A.B. Clayton, Brooklyn
Down on Me
I felt unusually compelled to write in response to Christen Clifford's 12/22 story. I started off hating this piece?yet another depressing "dating in the 90s" commentary that makes you wonder if there are any sensitive, sensual single people left on the planet. But then the sun broke through the clouds and a moment of raw, revealing humanity emerged on the jump page. Clifford's poignant description of her fleeting desire to bring pleasure to her ailing mother was a voice I haven't heard before. I'd certainly like to read more work like this?frustrating, maybe even odd, but ultimately thought-provoking.
Cheryl Magiera, Brooklyn
This letter is in response to the op-ed entitled "Hate Story," by Tom Scocca ("Opinion," 12/22). Scocca couldn't be more wrong with his assessment of the media's indifference (for the most part) to the murder of a 13-year-old boy by two homosexuals in Arkansas last year. It is indeed a consequence of the overbearing hysterical voices coming from "gay rights" organizations that many media outlets treat any and all news stories containing gay overtones with kid gloves. It would seem that the 1990s will be remembered as the queer decade, and perhaps those coming of age at the turn of this century will be referred to as Generation Transgendered.
Contrary to Scocca's wishes, homosexuality is not the norm. It is by definition an aberration. That is not to say it cannot be tolerated, but it certainly shouldn't be held up as a laudable lifestyle. Love of self-image is neither a natural nor worthwhile thing. It's a dead end. (So to speak.) Scocca bemoans the fact that "we used to call each other faggots, back in high school." Well, there is a lot of pain and humiliation associated with those years for many individuals. It's a process of assimilation. Most people join the larger group, either wholeheartedly or simply for the sake of convenience. Those who don't, stand on the outside, and often?as they enter adulthood?they end up as distinctive voices in what are commonly referred to as "the arts." It's obvious Scocca is of the opinion that normal rites of passage should be somehow legislated out of our society. Talk about mind control.

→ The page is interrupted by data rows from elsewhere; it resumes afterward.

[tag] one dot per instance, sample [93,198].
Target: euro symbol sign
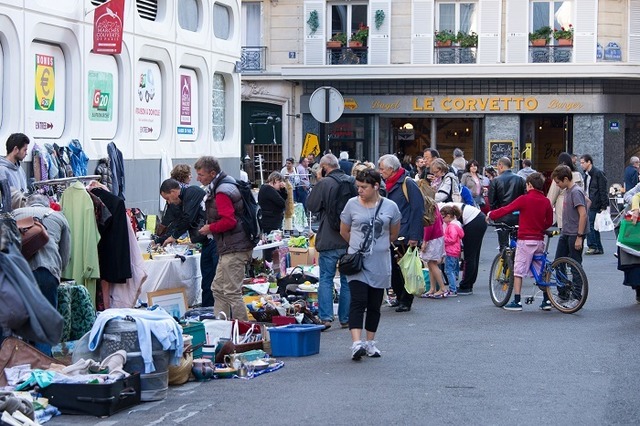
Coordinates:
[44,81]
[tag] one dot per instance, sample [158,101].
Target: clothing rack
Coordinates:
[66,181]
[55,187]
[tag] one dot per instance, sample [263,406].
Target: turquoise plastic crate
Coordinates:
[195,329]
[295,340]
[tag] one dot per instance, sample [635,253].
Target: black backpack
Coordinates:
[251,217]
[345,191]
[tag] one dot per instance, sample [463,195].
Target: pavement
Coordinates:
[449,361]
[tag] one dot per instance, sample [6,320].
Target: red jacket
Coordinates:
[536,214]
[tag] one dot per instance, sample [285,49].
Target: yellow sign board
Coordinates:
[45,83]
[311,145]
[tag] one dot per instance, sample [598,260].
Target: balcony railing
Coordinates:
[545,54]
[347,55]
[455,55]
[253,59]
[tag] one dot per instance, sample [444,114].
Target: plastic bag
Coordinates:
[411,267]
[603,222]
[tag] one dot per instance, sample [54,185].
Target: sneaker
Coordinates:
[545,305]
[358,350]
[513,306]
[372,351]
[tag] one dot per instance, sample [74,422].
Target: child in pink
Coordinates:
[432,252]
[453,235]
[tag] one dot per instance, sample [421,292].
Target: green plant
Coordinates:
[541,33]
[379,18]
[341,37]
[564,34]
[313,21]
[445,36]
[467,40]
[361,35]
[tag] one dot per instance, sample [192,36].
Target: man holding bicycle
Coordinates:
[536,215]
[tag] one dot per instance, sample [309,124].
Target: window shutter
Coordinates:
[517,48]
[489,31]
[634,31]
[379,39]
[314,44]
[585,31]
[422,32]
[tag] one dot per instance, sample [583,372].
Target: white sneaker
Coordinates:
[358,350]
[372,351]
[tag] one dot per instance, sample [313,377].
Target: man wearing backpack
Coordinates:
[411,208]
[322,201]
[224,207]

Truth be told, Scocca and his ilk should be content with the undeniable fact that gays and drag queens have somehow acquired an exalted status in our culture. Many of the images we are force-fed on a daily basis are gay-inspired, from the anorexic models on bus-stop shelters to the toned boys in underwear ads. The frivolous and vacuous preoccupations that rule in gay culture?how you dress, how you look, who you know, who you were seen with?have now been embraced by American mainstream culture.

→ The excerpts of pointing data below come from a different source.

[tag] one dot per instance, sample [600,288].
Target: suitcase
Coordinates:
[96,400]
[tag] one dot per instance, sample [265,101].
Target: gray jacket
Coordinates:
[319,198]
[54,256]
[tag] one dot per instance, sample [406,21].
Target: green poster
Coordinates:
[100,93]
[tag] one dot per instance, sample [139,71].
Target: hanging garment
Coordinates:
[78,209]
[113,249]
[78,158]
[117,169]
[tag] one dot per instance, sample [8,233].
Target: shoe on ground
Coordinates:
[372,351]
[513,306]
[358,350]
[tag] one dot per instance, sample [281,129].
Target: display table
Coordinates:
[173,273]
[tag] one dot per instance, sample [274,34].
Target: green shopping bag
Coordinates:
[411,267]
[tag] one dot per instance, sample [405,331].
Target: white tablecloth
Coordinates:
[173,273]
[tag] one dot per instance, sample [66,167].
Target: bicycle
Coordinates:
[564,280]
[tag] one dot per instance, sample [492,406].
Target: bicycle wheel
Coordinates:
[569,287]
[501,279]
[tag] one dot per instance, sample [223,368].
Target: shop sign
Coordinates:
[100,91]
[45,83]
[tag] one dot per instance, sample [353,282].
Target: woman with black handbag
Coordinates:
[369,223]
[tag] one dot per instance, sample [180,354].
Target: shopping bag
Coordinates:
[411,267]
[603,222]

What the new breed of ever-so-politically correct queer should understand is that being a homosexual means you're different. Gays should accept their uniqueness and forget about trying to force the rest of society to accept them as normal. In my humble opinion, of course.
Brian O'Hara, Manhattan
We Laugh at Don Hazen
Re: The 12/8 MUGGER. It's really late, and I had to stretch, but I managed to come up with four funny left-wing writers: Calvin Trillin, Molly Ivins, Michael Kinsley and Lewis Lapham. Okay, so Lewis Lapham isn't actually funny, but I get the impression he's trying to be, in his painfully dry manner.

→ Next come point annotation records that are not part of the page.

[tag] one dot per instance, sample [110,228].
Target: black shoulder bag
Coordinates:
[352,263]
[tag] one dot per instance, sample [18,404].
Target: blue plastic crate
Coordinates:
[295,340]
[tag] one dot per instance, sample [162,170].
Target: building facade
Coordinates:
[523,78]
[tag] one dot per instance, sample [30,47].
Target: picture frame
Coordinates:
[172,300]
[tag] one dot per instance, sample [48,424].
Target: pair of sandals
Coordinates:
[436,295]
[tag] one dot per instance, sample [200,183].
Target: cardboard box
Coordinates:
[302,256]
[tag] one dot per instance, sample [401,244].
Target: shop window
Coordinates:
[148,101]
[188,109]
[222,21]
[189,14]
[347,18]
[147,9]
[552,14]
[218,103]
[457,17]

Eric Fredericksen, Seattle
Russ Smith replies: Thanks for the arduous brain-twist, but I can't agree with a single one of your picks. Molly Ivins is a mean-spirited, overrated blowhard; her Texas cornpone should be outlawed. George W. Bush might put on his cowboy boots and drop his "g's" at the end of sentences, but next to Ivins he looks like, well, a Yalie. Calvin Trillin is not funny in the least. If he were a New York Times writer he'd have been Rosenthaled by now. Trillin's a typical mainstream hack who recycles his lame jokes for numerous publications. An incredible fraud. Michael Kinsley may one of the few Americans who don't possess funny bones. I doubt he's ever laughed in sincerity. Finally, Lewis Lapham? You're right: that's the biggest stretch of all.